Тьма, – и больше ничего. Сборник
– Там ей помогут, и она выиграет дело, – сказал я Генри, когда мы в очередной раз сидели на сеновале, ставшем для нас местом обмена мнениями. Полной уверенности у меня не было, но я уже принял решение, которое пока, правда, еще не называл планом.
– Но, папка, это несправедливо! – воскликнул он. Там, на сене, он казался совсем юным, выглядел лет на десять, а не на четырнадцать.

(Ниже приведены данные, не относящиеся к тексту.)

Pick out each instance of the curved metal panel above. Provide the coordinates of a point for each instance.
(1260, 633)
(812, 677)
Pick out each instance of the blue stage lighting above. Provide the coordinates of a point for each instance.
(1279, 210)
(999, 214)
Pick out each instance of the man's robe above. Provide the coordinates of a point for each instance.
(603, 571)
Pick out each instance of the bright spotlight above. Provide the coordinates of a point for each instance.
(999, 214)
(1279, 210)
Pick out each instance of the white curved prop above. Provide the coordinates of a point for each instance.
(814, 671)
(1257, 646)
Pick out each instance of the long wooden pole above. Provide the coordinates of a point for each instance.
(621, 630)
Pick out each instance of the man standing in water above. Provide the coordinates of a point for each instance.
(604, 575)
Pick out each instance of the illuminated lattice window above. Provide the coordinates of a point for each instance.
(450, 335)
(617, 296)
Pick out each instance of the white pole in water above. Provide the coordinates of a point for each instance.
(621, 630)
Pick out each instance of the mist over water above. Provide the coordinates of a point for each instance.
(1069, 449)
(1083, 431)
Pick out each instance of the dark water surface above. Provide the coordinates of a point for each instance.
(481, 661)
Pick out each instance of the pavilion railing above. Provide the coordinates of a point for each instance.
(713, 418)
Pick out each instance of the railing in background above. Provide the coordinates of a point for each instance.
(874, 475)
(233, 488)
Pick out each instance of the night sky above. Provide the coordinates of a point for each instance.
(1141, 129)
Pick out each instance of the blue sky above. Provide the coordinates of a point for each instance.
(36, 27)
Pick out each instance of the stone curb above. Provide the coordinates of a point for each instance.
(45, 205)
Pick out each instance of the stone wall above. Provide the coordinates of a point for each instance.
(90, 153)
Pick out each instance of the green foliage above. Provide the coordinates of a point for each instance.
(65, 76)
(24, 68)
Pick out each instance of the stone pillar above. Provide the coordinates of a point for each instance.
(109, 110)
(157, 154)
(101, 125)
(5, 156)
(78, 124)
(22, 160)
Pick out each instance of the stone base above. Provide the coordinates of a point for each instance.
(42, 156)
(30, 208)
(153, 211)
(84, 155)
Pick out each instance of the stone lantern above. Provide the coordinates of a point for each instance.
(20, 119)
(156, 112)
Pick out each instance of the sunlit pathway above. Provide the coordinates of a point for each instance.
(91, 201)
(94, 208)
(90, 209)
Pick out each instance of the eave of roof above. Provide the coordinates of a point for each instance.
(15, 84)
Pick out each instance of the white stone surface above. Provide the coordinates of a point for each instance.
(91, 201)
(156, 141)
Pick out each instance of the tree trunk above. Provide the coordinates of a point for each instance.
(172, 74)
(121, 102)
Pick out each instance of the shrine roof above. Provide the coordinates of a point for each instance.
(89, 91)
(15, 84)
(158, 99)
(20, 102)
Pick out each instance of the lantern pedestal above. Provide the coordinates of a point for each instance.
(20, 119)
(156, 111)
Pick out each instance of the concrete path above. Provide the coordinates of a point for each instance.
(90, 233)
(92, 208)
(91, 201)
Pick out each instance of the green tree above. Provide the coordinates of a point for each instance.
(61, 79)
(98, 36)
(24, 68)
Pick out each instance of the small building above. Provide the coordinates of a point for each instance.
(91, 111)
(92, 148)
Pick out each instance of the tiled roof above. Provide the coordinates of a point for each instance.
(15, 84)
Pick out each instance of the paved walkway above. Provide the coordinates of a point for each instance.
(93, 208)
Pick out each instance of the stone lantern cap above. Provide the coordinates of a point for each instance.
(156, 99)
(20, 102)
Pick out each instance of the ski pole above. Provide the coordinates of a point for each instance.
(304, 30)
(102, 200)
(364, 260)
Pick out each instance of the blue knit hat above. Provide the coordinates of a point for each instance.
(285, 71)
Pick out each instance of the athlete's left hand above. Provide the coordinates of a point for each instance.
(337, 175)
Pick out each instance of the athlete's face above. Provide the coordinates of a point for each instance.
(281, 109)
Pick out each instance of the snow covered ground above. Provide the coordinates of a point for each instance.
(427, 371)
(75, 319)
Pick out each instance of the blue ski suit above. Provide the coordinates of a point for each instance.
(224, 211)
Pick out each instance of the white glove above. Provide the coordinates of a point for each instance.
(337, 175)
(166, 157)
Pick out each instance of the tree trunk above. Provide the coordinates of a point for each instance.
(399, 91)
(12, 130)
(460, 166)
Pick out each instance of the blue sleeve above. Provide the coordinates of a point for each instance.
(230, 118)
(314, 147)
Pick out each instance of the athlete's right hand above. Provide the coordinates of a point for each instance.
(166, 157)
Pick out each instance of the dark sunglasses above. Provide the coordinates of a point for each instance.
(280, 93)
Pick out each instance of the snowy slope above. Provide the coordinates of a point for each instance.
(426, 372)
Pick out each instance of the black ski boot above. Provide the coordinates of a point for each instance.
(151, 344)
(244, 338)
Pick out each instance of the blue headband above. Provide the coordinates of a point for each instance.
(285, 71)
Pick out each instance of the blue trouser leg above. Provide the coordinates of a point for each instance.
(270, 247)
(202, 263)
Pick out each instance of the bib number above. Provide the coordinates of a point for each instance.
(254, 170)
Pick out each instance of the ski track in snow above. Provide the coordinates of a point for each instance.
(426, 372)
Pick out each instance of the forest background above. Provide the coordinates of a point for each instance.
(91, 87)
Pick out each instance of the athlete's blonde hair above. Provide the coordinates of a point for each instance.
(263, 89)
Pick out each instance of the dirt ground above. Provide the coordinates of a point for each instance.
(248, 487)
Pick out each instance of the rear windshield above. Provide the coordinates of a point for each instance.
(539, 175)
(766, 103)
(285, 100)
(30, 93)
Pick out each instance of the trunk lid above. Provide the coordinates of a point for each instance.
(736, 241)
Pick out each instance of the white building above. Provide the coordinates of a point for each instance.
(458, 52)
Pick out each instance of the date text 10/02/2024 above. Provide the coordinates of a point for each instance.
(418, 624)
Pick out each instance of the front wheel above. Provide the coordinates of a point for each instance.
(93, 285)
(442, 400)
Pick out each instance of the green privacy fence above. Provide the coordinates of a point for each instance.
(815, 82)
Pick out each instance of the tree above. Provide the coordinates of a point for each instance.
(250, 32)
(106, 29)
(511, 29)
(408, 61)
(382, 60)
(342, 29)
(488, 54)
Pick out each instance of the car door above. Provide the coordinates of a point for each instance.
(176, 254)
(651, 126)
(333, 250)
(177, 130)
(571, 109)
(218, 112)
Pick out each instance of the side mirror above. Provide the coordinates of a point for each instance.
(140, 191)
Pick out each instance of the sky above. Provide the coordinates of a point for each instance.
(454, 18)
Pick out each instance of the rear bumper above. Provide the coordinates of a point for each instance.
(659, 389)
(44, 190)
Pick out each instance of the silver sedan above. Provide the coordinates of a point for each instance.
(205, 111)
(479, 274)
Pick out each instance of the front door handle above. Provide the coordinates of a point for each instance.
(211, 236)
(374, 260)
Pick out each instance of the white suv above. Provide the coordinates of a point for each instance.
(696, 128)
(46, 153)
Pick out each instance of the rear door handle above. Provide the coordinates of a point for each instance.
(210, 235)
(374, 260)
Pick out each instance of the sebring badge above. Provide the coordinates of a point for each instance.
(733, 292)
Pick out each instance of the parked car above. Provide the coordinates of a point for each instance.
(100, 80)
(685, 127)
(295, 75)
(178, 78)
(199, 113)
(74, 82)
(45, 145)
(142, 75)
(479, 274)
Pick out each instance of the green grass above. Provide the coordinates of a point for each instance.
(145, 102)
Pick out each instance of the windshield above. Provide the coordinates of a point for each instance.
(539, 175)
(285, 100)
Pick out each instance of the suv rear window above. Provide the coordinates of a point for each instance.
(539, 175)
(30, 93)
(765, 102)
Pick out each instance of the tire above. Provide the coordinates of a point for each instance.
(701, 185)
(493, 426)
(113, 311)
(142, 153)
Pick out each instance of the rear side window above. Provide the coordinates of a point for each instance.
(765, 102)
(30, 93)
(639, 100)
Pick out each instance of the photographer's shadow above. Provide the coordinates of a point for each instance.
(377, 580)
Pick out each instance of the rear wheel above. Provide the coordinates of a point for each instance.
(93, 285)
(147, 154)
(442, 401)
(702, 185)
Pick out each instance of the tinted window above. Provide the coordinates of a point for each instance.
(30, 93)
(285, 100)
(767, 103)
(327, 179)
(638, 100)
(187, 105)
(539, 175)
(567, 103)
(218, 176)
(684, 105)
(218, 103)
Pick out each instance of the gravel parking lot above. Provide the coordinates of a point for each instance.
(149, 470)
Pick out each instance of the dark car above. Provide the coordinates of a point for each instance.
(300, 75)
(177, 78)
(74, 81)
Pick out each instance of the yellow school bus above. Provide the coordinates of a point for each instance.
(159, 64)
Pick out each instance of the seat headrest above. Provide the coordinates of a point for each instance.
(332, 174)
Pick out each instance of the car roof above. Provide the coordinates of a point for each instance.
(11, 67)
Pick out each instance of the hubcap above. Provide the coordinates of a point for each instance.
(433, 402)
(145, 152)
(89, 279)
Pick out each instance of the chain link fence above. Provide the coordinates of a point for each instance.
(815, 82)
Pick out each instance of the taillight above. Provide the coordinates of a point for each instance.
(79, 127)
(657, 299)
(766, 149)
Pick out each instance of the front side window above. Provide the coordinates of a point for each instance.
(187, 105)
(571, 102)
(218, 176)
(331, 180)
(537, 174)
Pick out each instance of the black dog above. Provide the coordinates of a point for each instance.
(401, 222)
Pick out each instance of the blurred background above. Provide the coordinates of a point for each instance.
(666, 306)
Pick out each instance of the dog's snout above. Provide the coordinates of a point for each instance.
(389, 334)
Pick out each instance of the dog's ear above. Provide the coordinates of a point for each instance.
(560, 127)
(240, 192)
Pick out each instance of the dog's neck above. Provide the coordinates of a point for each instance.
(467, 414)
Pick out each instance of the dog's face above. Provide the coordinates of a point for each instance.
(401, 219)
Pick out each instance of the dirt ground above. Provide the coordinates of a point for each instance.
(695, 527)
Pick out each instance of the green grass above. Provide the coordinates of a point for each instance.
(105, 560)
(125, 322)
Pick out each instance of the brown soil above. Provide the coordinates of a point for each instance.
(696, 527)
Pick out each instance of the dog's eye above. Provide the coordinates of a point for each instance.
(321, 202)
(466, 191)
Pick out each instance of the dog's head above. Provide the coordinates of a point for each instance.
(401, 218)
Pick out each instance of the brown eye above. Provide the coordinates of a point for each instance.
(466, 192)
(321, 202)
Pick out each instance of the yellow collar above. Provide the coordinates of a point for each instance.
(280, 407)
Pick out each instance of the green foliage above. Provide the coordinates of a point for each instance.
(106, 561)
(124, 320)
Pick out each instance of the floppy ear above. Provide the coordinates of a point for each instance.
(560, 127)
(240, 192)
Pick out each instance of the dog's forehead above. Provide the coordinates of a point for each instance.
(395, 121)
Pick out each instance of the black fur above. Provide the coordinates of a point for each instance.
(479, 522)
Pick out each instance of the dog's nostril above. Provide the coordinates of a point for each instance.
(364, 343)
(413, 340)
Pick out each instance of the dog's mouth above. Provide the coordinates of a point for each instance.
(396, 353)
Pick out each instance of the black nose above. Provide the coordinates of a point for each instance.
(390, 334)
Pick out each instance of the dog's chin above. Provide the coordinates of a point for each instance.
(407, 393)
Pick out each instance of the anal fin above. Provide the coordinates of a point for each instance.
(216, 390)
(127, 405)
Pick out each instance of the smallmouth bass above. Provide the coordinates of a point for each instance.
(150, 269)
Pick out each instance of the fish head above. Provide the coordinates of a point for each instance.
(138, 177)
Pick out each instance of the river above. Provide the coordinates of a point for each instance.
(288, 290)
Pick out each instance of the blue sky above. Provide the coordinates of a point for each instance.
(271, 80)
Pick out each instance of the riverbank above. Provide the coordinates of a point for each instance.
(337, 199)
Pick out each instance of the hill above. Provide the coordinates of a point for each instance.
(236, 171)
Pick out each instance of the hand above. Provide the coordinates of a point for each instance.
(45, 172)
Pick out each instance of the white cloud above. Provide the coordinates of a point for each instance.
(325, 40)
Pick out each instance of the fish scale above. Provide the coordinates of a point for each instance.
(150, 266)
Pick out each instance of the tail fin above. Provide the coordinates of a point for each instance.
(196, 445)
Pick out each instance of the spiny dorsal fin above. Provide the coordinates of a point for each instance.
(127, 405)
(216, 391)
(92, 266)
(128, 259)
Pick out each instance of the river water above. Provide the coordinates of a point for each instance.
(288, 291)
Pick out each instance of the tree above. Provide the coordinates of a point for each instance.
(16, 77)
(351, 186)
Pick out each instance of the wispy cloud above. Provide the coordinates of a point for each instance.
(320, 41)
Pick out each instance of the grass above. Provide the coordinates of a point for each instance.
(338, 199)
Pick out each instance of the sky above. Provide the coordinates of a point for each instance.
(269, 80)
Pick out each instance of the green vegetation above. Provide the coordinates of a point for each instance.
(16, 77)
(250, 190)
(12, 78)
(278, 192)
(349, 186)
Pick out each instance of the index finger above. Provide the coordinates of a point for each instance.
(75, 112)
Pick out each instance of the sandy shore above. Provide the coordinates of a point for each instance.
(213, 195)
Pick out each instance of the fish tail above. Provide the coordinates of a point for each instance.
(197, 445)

– Жизнь полна несправедливостей, – ответил я. – Иногда единственное, что с этим можно сделать, – поступить, как считаешь необходимым. Даже если при этом кому-то будет причинен вред. – Я помолчал, изучая его лицо. – Даже если при этом кто-то умрет.
Он побледнел.
– Папка!
– Если она уйдет, ничего не изменится, – ответил я. – Только споры прекратятся. Мы сможем жить здесь в мире и покое. Я предлагал ей все, лишь бы она ушла по-хорошему, но она этого не сделала. И теперь мне остается только одно. Нам остается только одно.
– Но я ее люблю!
– Я тоже ее люблю. – И тут – хоть вы мне и не поверите – я не покривил душой. Ненависть, которую я испытывал к ней в 1922 году, сделалась столь велика именно потому, что ее составной частью была любовь. При всей озлобленности и упрямстве Арлетт была горячей женщиной. Наши супружеские отношения никогда не прекращались, хотя после того, как начались споры из-за этих ста акров, наши объятия в темноте все более напоминали случку животных. – Можно обойтись без боли, – добавил я. – А после того как все закончится… ну…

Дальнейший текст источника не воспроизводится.